Officials with the Milk Processor Education Program, a trade group for the dairy industry, said they did not know how many school districts had pulled flavored milk. But they said anecdotal examples, as well as growing concerns about childhood nutrition, convinced them that they needed to promote chocolate milk as healthy.

The Los Angeles Unified School District, for one, offers fat-free chocolate milk in its elementary and middle schools.

National health organizations agree that milk, whatever its flavor, has benefits for young bodies. Bone density peaks during adolescence, and calcium is vital to bone strength. Milk offers calcium, Vitamin D and a host of other nutrients.
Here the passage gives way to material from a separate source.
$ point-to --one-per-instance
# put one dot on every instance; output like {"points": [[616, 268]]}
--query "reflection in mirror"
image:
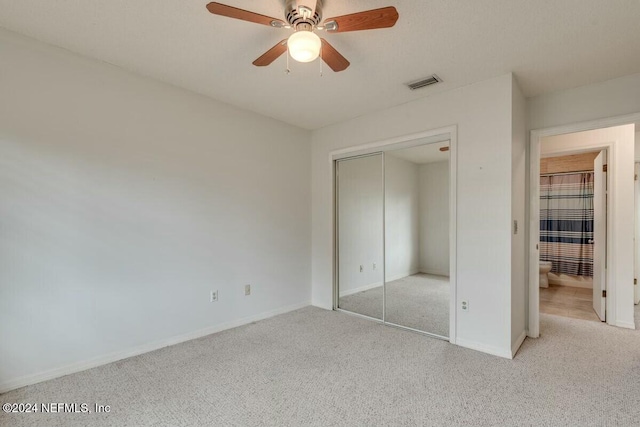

Children need about 32 ounces of milk daily just to get the recommended allotment of Vitamin D, Greer said.

Milk processors argue that children might not receive those benefits if chocolate milk is taken away. “There is a huge concern that if kids don’t care for [the taste of plain milk], they won’t actually drink it,” said Vivien Godfrey, the milk trade group’s chief executive.

But Marlene Schwartz, deputy director of Yale University’s Rudd Center for Food Policy and Obesity, said schools should not presume that children will shun no-frills milk.

She studied milk consumption in federally funded preschools across Connecticut where only plain milk was offered, and found that those young children drank it happily.

“What I don’t understand is, when a child turns 5 and enters kindergarten, all of a sudden people think they will stop drinking plain milk,” she said.

She conceded, however, that it can be difficult to reclaim kids who have already encountered sweetened milk.

“Chocolate milk every day didn’t seem like the healthiest option,” said Eva Detloff, the Barrington district’s nursing supervisor. So beginning with the 2008-09 school year, Barrington schools removed chocolate and strawberry milk from the menu.

Students hated the decision. Even some parents, said Supt. Tom Leonard, complained that the policy went too far.

Then over the summer, Haley and two other students came by his office with some evidence -- and a request.

Inspired by a book about a young activist, Haley had gathered petition signatures asking for the return of flavored milk. She and her friends also pointed out that students were bringing drinks from home like fruit juice and Gatorade, which also have relatively high sugar content.

Leonard agreed to a trial: The schools would serve flavored milk each Friday and figure out how that affected milk consumption.

School employees now compare how much milk is tossed out on plain-milk-only days and flavor Fridays. The study will run through January, when the district will decide the future of flavored milk. But Haley thinks the current solution is the right one.

“Once a week couldn’t hurt,” she said. “It’s still milk.”